Acabo con un homenaje a Iqbal Masih. Dijo, en una visita a una escuela americana, en 1995, antes de ser asesinado: 'Toda mi vida he oído decir a mis amos que tenía que trabajar en las alfombras porque los americanos ordenaban hacerlas, y durante todos esos años me preguntaba cómo eran esos americanos terribles que obligaban a los niños a sufrir tanto para que ellos tuvieran alfombras'. Fue vendido por sus padres a los cuatro años. Necesitaban pagar una deuda de 600 rupias (15 euros) de la dote matrimonial de su hermano, y el dueño de la fábrica prestó el dinero.

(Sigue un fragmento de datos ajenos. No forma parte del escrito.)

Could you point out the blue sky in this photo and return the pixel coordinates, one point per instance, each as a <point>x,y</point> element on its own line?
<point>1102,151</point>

Los intereses nunca se pudieron pagar. Estuvo encadenado al telar 12 horas al día, desde los 4 años hasta los 10, en que fue liberado. Cuando Ehsan Khan, presidente del Frente de Liberación del Trabajo Forzado, lo conoció, dijo: 'Tenía 10 años, pero respiraba como un abuelo. Sentía pánico. Tenía la espalda curvada por trabajar en cuclillas y un gravísimo retraso de crecimiento. Las manos eran nudos y callos, y los pulmones estaban afectados por el polvo de alfombra'. Fue liberado y se dedicó a luchar contra la esclavitud infantil. Murió de un balazo de las mafias de la alfombra paquistaní cuando iba en bicicleta. Tenía 13 años.